VANCOUVER, British Columbia (AP) — Roberto Luongo is still open to a trade no matter how long it takes the Vancouver Canucks to deal him.
The star goalie returned to the ice for an informal workout with his Canucks teammates on Friday while facing an uncertain future.
Luongo was displaced as Vancouver's No. 1 netminder by Cory Schneider in last year's playoffs. After the season, Luongo said he would waive his no-trade clause if asked, but general manager Mike Gillis couldn't swing a deal before the 113-day NHL lockout began in September.
"I told (Gillis) I was ready to go as long as it took," Luongo said. "Whether it's a couple days, next week, two weeks, at the end of the season, it's totally fine with me."
Luongo has long been rumored to be headed to the Toronto Maple Leafs. Trades are prohibited until players have ratified the proposed new collective bargaining agreement, which is expected to happen on Saturday. Training camps would then likely open on Sunday.
Luongo will be there for camp, although he expected to be gone from Vancouver by now.
"If you asked in May last year, I would have said no," he said.
As the lockout dragged on, Luongo thought there was a chance he would return to the team.
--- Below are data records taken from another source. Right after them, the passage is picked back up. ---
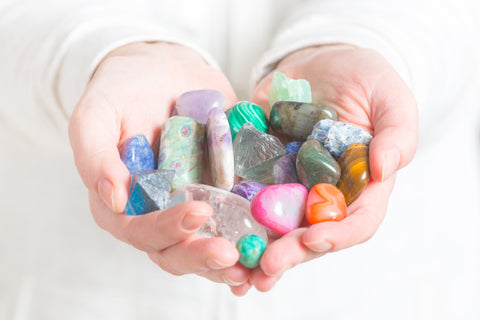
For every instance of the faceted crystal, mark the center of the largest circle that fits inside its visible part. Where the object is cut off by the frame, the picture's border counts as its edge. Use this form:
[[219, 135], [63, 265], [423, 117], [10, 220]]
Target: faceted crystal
[[255, 153], [231, 218]]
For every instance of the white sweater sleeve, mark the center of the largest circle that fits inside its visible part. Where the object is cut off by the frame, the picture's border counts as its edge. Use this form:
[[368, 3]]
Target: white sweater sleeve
[[50, 48], [429, 43]]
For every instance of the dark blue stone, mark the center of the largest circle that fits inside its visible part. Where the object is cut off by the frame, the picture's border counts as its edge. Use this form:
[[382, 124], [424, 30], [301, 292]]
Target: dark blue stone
[[138, 155], [149, 191]]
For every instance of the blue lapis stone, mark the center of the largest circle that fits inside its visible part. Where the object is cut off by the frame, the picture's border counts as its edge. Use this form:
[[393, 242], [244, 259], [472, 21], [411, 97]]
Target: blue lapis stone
[[149, 191], [137, 154]]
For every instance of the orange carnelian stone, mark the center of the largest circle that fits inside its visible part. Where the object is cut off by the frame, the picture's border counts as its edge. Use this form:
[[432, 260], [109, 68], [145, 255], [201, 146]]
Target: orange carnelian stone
[[325, 202]]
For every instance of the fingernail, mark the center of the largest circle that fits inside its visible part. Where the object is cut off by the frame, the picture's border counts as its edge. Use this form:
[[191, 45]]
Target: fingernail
[[193, 220], [319, 246], [105, 189], [391, 160]]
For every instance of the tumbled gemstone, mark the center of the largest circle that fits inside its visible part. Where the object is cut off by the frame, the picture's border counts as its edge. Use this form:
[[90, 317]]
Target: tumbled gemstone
[[337, 136], [286, 89], [220, 150], [296, 119], [325, 202], [149, 191], [231, 219], [196, 104], [316, 165], [181, 149], [246, 112], [248, 189], [355, 171], [280, 207], [138, 155], [255, 153]]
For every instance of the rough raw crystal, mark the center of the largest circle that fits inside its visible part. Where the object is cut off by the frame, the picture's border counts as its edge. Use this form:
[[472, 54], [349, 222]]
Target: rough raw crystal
[[149, 191], [281, 207], [246, 112], [286, 89], [231, 219], [255, 153], [296, 119], [316, 165], [337, 136], [220, 150], [197, 104], [355, 171], [138, 155], [248, 189], [181, 149]]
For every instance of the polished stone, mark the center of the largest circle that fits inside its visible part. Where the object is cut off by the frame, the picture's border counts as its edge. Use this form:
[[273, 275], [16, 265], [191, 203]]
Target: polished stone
[[325, 202], [251, 247], [296, 119], [220, 150], [231, 219], [337, 136], [281, 207], [255, 153], [316, 165], [244, 112], [138, 155], [182, 150], [149, 191], [286, 89], [248, 189], [196, 104], [355, 171]]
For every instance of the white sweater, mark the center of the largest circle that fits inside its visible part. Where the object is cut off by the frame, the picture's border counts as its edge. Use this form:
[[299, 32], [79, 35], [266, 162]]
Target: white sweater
[[424, 262]]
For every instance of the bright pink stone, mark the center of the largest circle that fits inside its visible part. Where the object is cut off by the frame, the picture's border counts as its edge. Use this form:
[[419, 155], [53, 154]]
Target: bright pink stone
[[280, 207]]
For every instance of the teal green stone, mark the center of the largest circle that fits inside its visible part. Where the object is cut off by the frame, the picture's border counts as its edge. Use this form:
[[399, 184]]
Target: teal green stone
[[244, 112], [297, 119], [286, 89], [251, 248], [181, 149], [316, 165]]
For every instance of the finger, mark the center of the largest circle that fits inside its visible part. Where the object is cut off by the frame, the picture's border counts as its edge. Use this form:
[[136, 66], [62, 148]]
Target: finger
[[364, 216], [155, 231], [395, 122], [94, 136]]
He said in September at a Canucks charity golf tournament he would be at camp, if necessary.
The 33-year-old Luongo, acquired from the Florida Panthers after the previous lockout forced the cancellation of the entire 2004-05 season, isn't worried about his future.
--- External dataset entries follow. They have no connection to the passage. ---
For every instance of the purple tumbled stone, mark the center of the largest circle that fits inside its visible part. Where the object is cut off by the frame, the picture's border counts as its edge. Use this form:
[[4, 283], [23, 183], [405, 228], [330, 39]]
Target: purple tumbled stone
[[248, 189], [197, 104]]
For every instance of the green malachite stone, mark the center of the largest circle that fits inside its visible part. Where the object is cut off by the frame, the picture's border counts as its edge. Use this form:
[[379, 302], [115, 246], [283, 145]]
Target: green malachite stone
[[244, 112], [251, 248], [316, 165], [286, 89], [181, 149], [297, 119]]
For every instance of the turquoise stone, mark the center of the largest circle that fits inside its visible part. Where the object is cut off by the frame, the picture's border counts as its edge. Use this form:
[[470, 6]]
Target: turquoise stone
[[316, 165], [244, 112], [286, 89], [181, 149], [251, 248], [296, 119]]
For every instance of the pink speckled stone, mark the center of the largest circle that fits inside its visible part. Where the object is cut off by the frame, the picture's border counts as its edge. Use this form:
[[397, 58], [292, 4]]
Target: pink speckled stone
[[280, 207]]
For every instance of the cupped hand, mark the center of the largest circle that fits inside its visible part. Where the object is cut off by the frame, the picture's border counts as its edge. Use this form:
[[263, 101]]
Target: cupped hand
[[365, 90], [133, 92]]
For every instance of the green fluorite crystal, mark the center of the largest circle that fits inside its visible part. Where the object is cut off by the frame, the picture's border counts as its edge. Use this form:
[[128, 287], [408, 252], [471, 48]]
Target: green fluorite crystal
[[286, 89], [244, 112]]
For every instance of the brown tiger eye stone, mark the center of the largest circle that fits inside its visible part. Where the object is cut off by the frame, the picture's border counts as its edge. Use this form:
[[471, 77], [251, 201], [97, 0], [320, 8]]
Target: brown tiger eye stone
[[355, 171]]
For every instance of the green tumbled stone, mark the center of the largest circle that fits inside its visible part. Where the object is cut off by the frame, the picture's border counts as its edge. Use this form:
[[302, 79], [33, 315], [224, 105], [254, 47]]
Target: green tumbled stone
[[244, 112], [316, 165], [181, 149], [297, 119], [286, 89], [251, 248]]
He admitted that his current plight would have stressed him out if he was still in his 20s.
"I've matured in the sense where I can handle adversity (better) than I did back then," Luongo said. "That's why I've been really calm about the whole situation. I've been able to enjoy it, even though it's not an easy situation. The fact that I'm so comfortable here will make it much easier."